Ces opportunités, ainsi que les présentations des examens, des symptômes et des maladies, se déroulent en dehors de votre service, entre chaque journée de travail. Là se situe une différence avec Papers Please : si ce dernier racontait son histoire entre chaque passeport tamponné, S.O.R.S. vous permet de communiquer par email sans aucun chronomètre pour vous mettre sous pression. Ce sont des respirations bienvenues et qui ont pour but de renforcer l’immersion.

Vous apprendrez à connaître vos collègues, la société qui vous emploie ainsi que le monde futuriste où se déroule cette histoire. À votre arrivée, tout semble beau, tout le monde est sympa.

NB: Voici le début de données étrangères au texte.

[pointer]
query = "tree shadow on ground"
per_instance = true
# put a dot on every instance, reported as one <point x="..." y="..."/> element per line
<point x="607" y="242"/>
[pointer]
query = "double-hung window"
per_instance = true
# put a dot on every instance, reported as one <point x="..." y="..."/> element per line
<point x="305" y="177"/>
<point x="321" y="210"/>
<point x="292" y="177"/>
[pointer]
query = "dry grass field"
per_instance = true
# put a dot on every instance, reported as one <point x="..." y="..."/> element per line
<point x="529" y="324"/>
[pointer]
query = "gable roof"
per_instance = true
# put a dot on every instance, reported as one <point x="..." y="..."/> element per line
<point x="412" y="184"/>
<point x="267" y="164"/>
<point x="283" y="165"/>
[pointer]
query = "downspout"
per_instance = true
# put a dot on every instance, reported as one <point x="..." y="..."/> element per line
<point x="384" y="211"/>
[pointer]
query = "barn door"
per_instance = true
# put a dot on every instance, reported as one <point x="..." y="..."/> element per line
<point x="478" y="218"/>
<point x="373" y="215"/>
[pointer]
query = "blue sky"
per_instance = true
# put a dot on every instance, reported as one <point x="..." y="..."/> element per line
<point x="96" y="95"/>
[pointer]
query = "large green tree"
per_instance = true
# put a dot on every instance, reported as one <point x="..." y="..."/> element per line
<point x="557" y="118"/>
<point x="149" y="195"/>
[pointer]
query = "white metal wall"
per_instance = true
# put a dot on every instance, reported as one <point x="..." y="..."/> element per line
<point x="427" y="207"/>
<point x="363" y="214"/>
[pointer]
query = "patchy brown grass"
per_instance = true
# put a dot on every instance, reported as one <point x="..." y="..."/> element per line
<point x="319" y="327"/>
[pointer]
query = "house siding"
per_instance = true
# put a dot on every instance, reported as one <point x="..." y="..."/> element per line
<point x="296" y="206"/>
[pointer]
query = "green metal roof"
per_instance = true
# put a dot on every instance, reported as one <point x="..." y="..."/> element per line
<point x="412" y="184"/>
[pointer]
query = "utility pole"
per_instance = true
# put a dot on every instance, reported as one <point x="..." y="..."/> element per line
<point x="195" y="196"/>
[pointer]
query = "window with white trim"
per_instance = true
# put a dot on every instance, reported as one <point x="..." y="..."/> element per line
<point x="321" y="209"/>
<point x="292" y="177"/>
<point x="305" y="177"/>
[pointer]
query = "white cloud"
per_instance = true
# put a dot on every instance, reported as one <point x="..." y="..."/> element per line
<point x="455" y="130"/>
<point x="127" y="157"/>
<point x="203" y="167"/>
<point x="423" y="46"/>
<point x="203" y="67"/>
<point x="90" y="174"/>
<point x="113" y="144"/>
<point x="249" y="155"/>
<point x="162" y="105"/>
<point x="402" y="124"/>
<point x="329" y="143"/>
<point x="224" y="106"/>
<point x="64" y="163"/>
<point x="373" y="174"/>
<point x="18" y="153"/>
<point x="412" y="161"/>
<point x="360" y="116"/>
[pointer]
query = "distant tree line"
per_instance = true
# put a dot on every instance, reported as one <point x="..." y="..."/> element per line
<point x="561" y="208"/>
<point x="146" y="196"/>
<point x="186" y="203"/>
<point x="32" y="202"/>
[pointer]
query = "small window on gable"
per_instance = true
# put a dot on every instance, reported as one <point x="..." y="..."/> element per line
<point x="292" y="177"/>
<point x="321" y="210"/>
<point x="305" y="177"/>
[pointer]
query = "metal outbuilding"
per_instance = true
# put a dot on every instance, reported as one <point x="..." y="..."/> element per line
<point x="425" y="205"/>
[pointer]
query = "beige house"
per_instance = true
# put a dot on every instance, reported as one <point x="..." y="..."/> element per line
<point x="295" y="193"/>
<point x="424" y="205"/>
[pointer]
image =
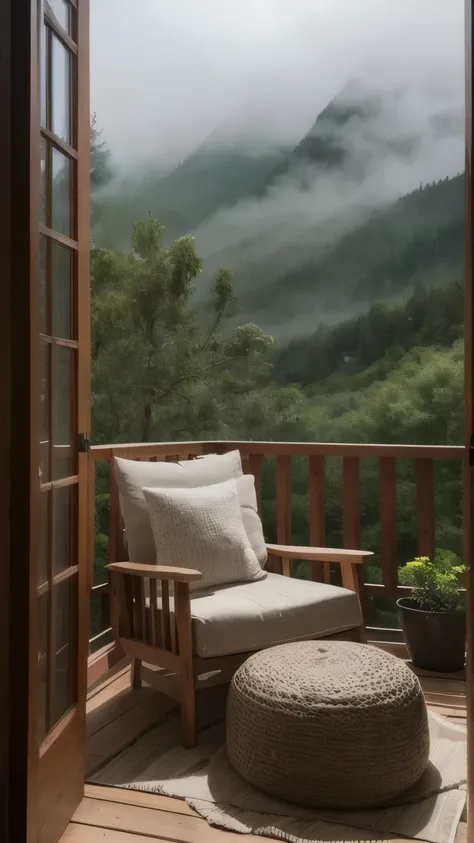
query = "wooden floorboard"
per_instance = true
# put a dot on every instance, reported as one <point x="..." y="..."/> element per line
<point x="117" y="716"/>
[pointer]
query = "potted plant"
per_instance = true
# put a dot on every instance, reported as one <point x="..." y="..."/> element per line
<point x="434" y="616"/>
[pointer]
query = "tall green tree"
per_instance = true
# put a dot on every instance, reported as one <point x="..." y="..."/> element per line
<point x="101" y="163"/>
<point x="164" y="370"/>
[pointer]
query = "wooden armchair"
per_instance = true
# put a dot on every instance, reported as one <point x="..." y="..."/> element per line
<point x="192" y="640"/>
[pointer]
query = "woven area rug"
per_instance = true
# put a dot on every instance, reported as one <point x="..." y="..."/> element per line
<point x="156" y="763"/>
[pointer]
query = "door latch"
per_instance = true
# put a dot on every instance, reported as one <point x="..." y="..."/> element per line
<point x="84" y="443"/>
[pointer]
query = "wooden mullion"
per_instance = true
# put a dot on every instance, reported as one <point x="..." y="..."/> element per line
<point x="62" y="239"/>
<point x="61" y="145"/>
<point x="67" y="574"/>
<point x="52" y="622"/>
<point x="49" y="87"/>
<point x="54" y="25"/>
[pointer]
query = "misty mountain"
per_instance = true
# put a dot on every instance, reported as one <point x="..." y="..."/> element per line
<point x="219" y="173"/>
<point x="313" y="233"/>
<point x="418" y="240"/>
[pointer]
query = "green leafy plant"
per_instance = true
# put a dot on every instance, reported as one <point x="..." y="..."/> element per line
<point x="436" y="582"/>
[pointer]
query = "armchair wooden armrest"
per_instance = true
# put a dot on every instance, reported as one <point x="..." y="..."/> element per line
<point x="351" y="576"/>
<point x="155" y="572"/>
<point x="318" y="554"/>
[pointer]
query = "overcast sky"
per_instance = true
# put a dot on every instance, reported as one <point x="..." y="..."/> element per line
<point x="164" y="73"/>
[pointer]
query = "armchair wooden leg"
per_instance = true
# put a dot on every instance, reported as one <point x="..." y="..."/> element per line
<point x="188" y="712"/>
<point x="186" y="670"/>
<point x="136" y="676"/>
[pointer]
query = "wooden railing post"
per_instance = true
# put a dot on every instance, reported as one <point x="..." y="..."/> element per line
<point x="388" y="524"/>
<point x="283" y="496"/>
<point x="317" y="510"/>
<point x="352" y="531"/>
<point x="256" y="468"/>
<point x="425" y="507"/>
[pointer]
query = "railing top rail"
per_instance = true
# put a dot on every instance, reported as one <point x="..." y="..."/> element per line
<point x="306" y="449"/>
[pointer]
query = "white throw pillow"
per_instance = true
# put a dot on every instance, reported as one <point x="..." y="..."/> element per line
<point x="202" y="528"/>
<point x="133" y="475"/>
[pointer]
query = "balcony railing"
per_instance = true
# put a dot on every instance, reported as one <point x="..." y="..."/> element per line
<point x="277" y="462"/>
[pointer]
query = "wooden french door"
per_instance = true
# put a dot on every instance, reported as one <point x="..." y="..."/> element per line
<point x="60" y="360"/>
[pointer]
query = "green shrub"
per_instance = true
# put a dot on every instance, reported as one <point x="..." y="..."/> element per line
<point x="436" y="582"/>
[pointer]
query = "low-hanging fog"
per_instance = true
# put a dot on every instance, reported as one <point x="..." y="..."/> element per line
<point x="170" y="75"/>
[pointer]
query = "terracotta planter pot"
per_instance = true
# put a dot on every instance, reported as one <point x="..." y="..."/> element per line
<point x="435" y="640"/>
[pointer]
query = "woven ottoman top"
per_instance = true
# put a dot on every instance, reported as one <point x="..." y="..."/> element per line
<point x="327" y="724"/>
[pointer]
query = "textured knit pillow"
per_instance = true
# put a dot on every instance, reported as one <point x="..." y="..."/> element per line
<point x="202" y="528"/>
<point x="132" y="476"/>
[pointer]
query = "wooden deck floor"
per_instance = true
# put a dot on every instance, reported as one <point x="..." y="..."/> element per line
<point x="116" y="716"/>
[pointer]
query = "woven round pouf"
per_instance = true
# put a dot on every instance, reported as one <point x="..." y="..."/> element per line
<point x="327" y="724"/>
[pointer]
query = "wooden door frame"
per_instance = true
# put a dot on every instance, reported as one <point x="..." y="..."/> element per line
<point x="18" y="157"/>
<point x="19" y="418"/>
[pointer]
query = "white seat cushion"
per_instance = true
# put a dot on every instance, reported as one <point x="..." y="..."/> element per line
<point x="133" y="475"/>
<point x="250" y="616"/>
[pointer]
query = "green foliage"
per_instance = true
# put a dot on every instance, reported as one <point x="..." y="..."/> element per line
<point x="436" y="582"/>
<point x="162" y="369"/>
<point x="101" y="167"/>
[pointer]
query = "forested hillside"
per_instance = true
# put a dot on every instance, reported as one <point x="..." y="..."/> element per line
<point x="352" y="332"/>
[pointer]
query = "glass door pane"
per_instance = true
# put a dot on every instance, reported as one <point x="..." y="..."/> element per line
<point x="58" y="575"/>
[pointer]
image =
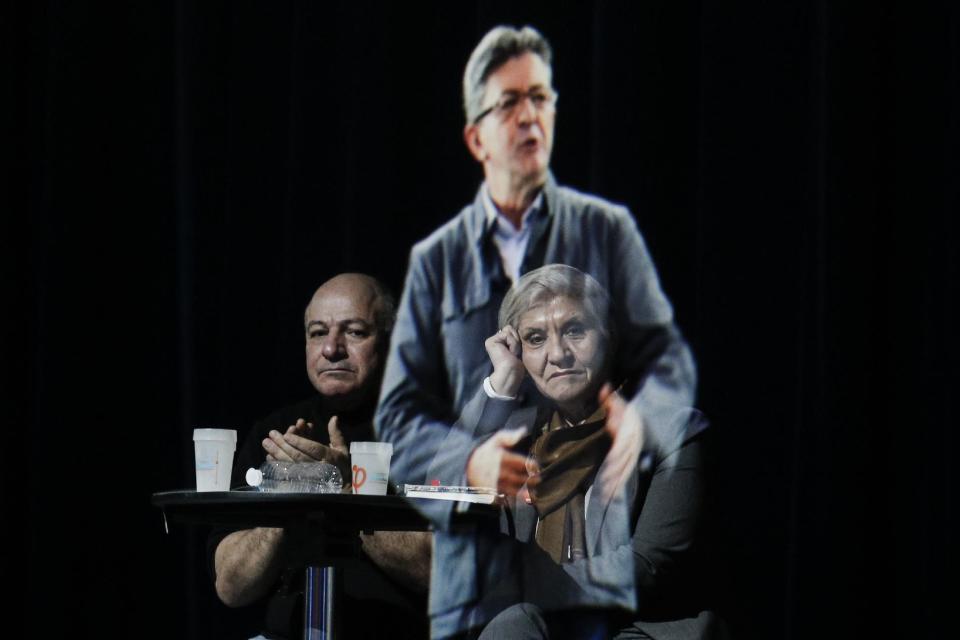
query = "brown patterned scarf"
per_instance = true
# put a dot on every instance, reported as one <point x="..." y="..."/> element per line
<point x="569" y="457"/>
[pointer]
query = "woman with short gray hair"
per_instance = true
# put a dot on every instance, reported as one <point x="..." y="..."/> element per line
<point x="604" y="529"/>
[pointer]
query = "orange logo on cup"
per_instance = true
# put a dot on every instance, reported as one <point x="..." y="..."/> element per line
<point x="359" y="477"/>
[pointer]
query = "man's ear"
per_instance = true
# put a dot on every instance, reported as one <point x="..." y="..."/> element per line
<point x="471" y="135"/>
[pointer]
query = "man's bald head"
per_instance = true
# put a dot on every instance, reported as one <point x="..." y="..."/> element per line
<point x="363" y="287"/>
<point x="347" y="325"/>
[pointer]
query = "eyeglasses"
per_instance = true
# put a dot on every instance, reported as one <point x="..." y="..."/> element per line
<point x="508" y="103"/>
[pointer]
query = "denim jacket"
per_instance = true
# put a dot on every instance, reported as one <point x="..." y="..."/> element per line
<point x="451" y="298"/>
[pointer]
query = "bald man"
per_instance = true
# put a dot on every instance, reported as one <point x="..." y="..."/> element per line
<point x="347" y="329"/>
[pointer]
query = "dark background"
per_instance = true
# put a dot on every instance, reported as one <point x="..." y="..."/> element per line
<point x="180" y="176"/>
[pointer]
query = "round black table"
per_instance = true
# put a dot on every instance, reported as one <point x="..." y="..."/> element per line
<point x="337" y="518"/>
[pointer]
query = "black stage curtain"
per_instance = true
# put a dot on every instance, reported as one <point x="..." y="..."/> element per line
<point x="180" y="176"/>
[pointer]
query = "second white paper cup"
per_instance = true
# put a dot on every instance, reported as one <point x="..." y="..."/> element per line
<point x="371" y="467"/>
<point x="214" y="458"/>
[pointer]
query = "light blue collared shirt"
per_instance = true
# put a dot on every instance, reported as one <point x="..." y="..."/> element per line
<point x="511" y="242"/>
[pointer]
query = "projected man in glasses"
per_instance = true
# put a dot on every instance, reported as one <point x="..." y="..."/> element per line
<point x="520" y="219"/>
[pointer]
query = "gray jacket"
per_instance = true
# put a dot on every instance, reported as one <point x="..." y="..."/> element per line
<point x="450" y="302"/>
<point x="639" y="534"/>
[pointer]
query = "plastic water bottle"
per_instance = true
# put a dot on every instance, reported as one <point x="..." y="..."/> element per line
<point x="296" y="477"/>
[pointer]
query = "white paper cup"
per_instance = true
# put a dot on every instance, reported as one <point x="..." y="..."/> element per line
<point x="214" y="458"/>
<point x="371" y="467"/>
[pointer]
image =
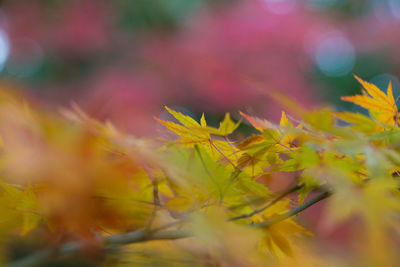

Quelques jours plus tard, certains collègues vous évitent, d’autres insistent pour que vous veniez à leurs soirées, le chef de service vous contacte pour vous encourager, la sécurité informatique vous met en garde contre les hackers… Vos réponses auront une importance sur le gameplay et la suite de l’histoire ; six fins différentes sont d’ailleurs annoncées.

Elle a l’air louche, elle veut nous aider…

Parviendrez-vous à tenir la cadence imposée par la hiérarchie ? Améliorerez-vous la vitesse du scanner ou le rythme auquel les patients arrivent en salle d’examen ? Et surtout, qui vous envoie ces emails dangereux ? Y répondrez-vous ?…

Le gameplay propose un beau challenge, le scénario est fourni et plutôt bien écrit (uniquement en anglais), l’aspect visuel efficace bien qu’il sente chaud le moule « indé » et Science : Gamed propose même de nous rendre moins ignorants et d’aider à la transmission du savoir. S.O.R.S. a choisi un contexte original et cohérent pour y transposer les qualités de Papers Please et toute personne ayant apprécié son expérience de douanier tamponneur devrait prendre le temps de jeter un œil à la démo.